Par moment, des souvenirs de son enfance lui revenaient. Même si il y avait une grande différence d'âge entre eux, il était si heureux d'avoir eu un petit frère. Il se rappelait quand il s'occupait de lui, lui lisait des histoires…
Déjà, une première fois, il y a vingt ans, ils avaient été séparés. Les retrouvailles qui avaient suivi dix ans plus tard avaient été difficiles, mais cette fois, tout se passait bien.
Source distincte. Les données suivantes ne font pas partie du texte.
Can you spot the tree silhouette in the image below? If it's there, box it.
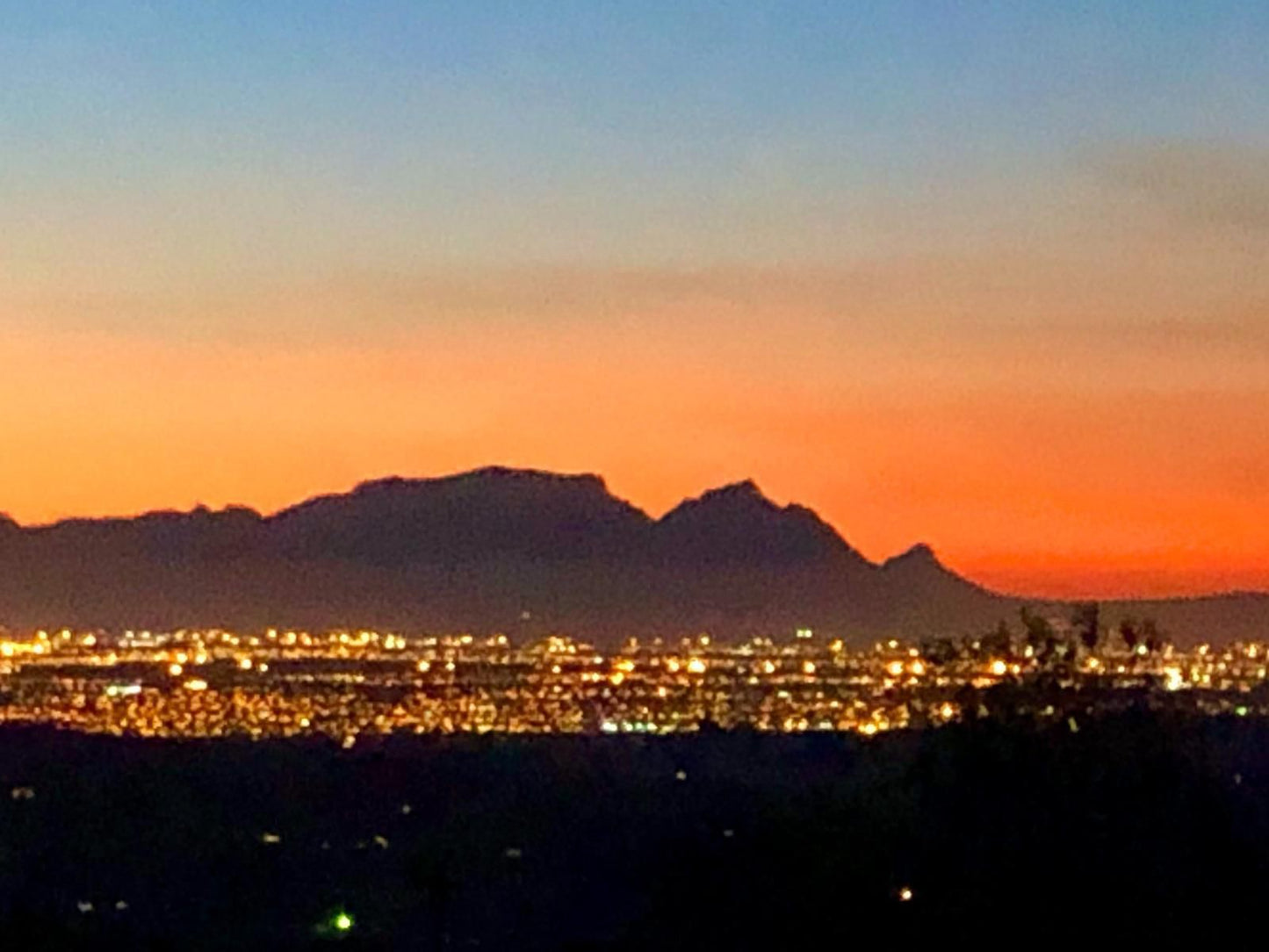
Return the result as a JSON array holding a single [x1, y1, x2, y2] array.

La peine en était d'autant plus forte.
L'aîné avait le devoir de protéger le plus jeune, mais il n'avait rien pu faire…
Le fait de travailler pratiquement toute la journée constituait une excellente échappatoire à son tourment intérieur.
Quand parfois, il se levait du bureau pour prendre une pause, un autre sujet lui revenait à l'esprit, la description des ennemis.
Depuis l'annonce des événements, il avait retourné le problème maintes fois dans sa tête. Plus il y réfléchissait, plus les méthodes usées par les mystérieux ennemis lui rappelaient quelque chose.
Luyren avait longuement parlé avec Yiris et Yrkas et avait rapporté leurs propos au Conseil.
La description faite des engins utilisés par les assaillants, la façon dont ils étaient apparus brutalement, tout cela faisait clairement penser à la technologie de Zaibach.
Aussi, avait-il pris la décision d'introduire une demande assez particulière au Conseil du lendemain.